A misguided Republican obsession
EDITORS’ NOTE: This article is adapted from one that appears in the October 15, 2017, print issue of National Review.

http://www.nationalreview.com/article/452754/taxes-rich-gop-priority

Even during this unusual presidency, some features of our national politics have not changed at all. Republicans are preparing to cut taxes in basically the same fashion they would cut them under any president of their party. Democrats are resisting by using their standard lines, among which “It’s a tax cut for the rich!” has pride of place. The Republicans know their retorts by heart, too; they have 40 years of practice. For anyone disoriented by the political events of the last two years, it’s all very reassuring.

Conservatives could stand to be a little less reflexive about these issues, though. The Democrats have a point that is worth taking seriously.

That point is not that Republican tax policy is motivated by a slavish devotion to the interests of rich people. The supply-side economic theory that has underlain Republican economic thinking for more than a generation offers an economic argument for seeking to bring down their taxes, and even for seeking that goal especially. The theory places great emphasis on the way taxes reduce incentives to work, save, and invest. The highest tax rates — the ones that apply to the highest earners — have the biggest disincentivizing effect.

The way our income taxes are structured provides a subtler reason for concentrating on the top rate they impose.

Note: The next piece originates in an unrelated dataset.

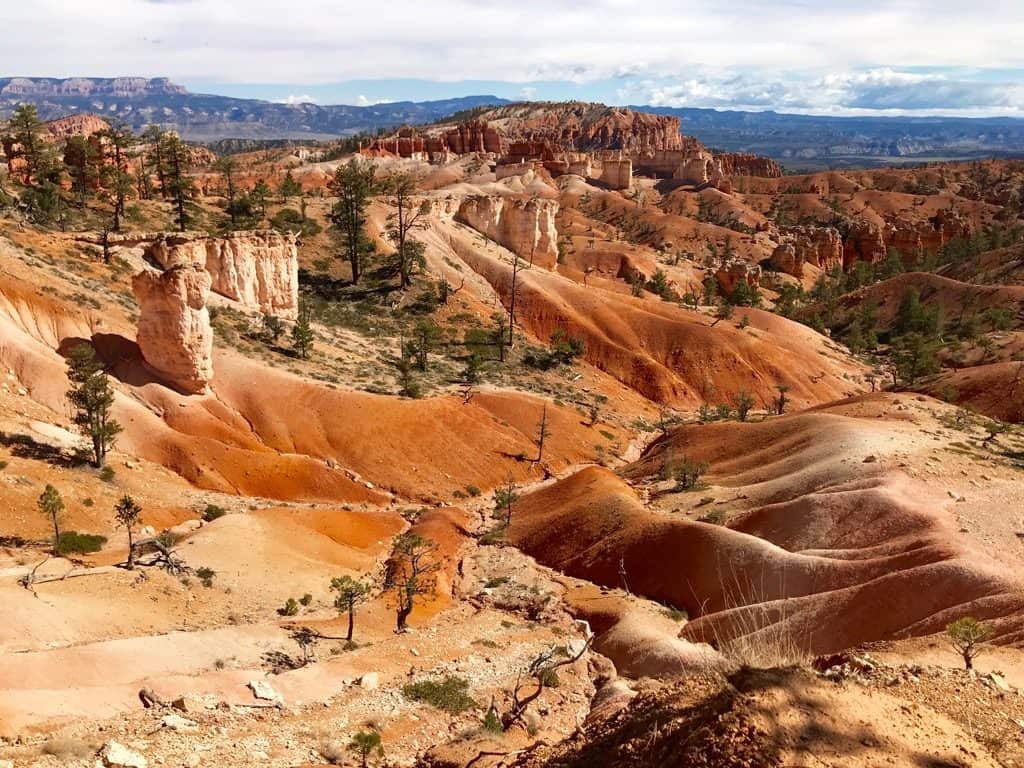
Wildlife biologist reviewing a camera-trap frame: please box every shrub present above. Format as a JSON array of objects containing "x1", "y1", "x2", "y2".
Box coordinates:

If you cut the lowest tax rate — the 10 percent rate that applies to the first $9,500 of a single person’s taxable income — you’re not just giving people in that tax bracket a very slightly stronger incentive to work. You’re also cutting taxes for everyone in the higher tax brackets, from the middle class to Elon Musk, because their first $9,500 will be taxed less too. Nonetheless, their incentives to earn more will not change at all. The federal government will still be taxing the next dollar Musk earns at the top tax rate.

Most of the revenue that the 10 percent tax rate raises for the federal government does not come from people who are actually in that tax bracket. That’s true, as well, of the 15 percent tax rate. It’s true of all of the tax rates except for the very highest one, the 39.6 percent tax rate. That’s the only tax rate that applies to the next dollar earned by everyone who pays it. Cutting it therefore offers more bang for the buck than cutting any other rate.

That’s the economic case for cutting taxes for rich people. There’s also a moral case. Most conservatives do not object in principle to a “progressive” tax code that takes a larger percentage from people who have more income. Even the flat tax and the “fair tax” (a proposed national sales tax) have this feature, because they have exemptions large enough to let people afford the necessities of life with untaxed income. But how progressive the tax code should be is a dividing line between Left and Right.